How to submit your ballot:
Elections B.C. must receive your ballot no later than 8 p.m. on Friday, May 29. There are two options for ballot submission:
- Option 1: Submit your yellow envelope into the mail.
- Option 2: Submit your yellow envelope at one of nine plebiscite offices across Metro Vancouver that will be open beginning April 13. The plebiscite offices will also serve as locations where you can register and receive a voting package (all locations are open during mall hours, except on Sundays and holidays):
- Capilano Mall (935 Marine Drive, North Vancouver)
- Central City Mall (10153 King George Boulevard, Surrey)
- Chinatown Plaza (180 Keefer Street, Vancouver)
- City Square Shopping Centre (555 West 12th Avenue, Vancouver)
- Coquitlam Centre (2929 Barnet Highway, Coquitlam)
- Haney Place Mall (11900 Haney Place, Maple Ridge)
- Lougheed Town Centre (9855 Austin Road, Burnaby)
- Richmond Centre Mall (6551 No. 3 Road, Richmond)
- Willowbrook Shopping Centre (19705 Fraser Highway, Langley)
Beginning on April 1, Elections B.C. will report the number of interim ballots submitted on a weekly basis.
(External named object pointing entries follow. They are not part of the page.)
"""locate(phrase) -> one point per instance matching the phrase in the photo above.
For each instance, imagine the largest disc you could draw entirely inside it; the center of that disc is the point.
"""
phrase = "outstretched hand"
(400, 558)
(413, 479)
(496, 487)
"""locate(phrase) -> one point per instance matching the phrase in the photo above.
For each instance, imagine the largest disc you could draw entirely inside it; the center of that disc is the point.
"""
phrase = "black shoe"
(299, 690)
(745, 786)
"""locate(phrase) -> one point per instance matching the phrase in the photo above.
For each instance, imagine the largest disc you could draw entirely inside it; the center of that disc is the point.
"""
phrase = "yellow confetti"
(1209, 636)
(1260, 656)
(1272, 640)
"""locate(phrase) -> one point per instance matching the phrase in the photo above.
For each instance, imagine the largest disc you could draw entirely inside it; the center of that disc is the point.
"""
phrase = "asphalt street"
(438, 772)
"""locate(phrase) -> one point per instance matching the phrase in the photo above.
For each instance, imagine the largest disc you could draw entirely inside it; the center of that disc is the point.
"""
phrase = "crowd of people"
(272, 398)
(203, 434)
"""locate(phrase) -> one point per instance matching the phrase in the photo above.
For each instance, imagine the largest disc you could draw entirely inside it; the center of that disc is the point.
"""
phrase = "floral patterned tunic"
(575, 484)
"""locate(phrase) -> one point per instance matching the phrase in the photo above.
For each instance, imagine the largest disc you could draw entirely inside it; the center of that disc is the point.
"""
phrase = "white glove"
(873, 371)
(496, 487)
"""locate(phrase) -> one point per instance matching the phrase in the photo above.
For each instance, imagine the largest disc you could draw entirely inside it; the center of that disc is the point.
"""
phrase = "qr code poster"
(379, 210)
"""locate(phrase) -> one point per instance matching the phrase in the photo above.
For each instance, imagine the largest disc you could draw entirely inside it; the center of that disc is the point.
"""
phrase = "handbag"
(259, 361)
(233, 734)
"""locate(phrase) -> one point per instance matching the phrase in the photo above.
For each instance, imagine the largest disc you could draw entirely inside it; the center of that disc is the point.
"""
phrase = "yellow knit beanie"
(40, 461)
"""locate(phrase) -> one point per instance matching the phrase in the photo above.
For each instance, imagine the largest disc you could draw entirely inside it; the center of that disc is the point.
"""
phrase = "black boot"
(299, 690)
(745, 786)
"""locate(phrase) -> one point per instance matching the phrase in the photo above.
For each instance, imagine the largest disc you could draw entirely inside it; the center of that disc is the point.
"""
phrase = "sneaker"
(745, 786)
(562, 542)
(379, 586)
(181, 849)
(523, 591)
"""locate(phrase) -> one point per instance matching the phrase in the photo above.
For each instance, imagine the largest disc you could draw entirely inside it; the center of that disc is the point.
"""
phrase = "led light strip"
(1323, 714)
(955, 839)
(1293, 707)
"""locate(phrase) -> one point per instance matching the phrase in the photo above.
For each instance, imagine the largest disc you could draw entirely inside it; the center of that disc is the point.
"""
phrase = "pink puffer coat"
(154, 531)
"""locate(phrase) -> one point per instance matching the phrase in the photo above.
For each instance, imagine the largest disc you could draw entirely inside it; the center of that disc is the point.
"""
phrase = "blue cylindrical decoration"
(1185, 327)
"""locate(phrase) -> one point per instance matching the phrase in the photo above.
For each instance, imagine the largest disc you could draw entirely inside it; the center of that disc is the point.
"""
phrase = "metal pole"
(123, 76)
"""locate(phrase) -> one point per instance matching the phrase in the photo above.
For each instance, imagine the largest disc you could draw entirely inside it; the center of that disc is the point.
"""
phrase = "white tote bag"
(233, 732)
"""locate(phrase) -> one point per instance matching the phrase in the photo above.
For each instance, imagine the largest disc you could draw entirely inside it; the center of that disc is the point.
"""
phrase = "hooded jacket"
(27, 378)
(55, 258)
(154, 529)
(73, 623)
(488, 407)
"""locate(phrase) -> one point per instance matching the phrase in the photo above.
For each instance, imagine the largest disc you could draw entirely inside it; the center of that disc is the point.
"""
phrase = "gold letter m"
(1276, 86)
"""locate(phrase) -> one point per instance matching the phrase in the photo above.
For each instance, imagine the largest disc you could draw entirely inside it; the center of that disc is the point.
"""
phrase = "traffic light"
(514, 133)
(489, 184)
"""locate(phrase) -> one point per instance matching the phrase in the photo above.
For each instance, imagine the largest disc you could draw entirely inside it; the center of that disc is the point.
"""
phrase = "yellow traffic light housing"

The counting and reporting of the plebiscite results will begin after the close of voting at 8 p.m. on Friday, May 29. The process of counting is expected to last several weeks.
- March 16 to 27: Registered voters will receive their voting packages in the mail.
- March 16 to May 15: Voters may ask for a voting package. The deadline to request for a voting package is midnight on Friday, May 15.
- April 13: Nine plebiscite offices will open across the region. The locations will be announced at a later date.
- May 29: The voting period and plebiscite offices close. Elections B.C. must receive ballots no later than 8 p.m. on Friday, May 29.
Key arguments by proponents and opponents:
- ‘Yes’ side:
- This is not a vote on TransLink’s performance.
- Additional and improved transportation infrastructure is required to accommodate traffic and population demands – current and future. A rejection will delay the inevitable much-needed improvements by a decade and it could have negative economic repercussions.
- ‘No’ side:
- TransLink cannot be trusted due to its recent questionable spending decisions and over-inflated executive salaries.
- Taxes to fund transportation in the region are already too high, with TransLink already raking revenues from gas sales, property taxes and parking fees.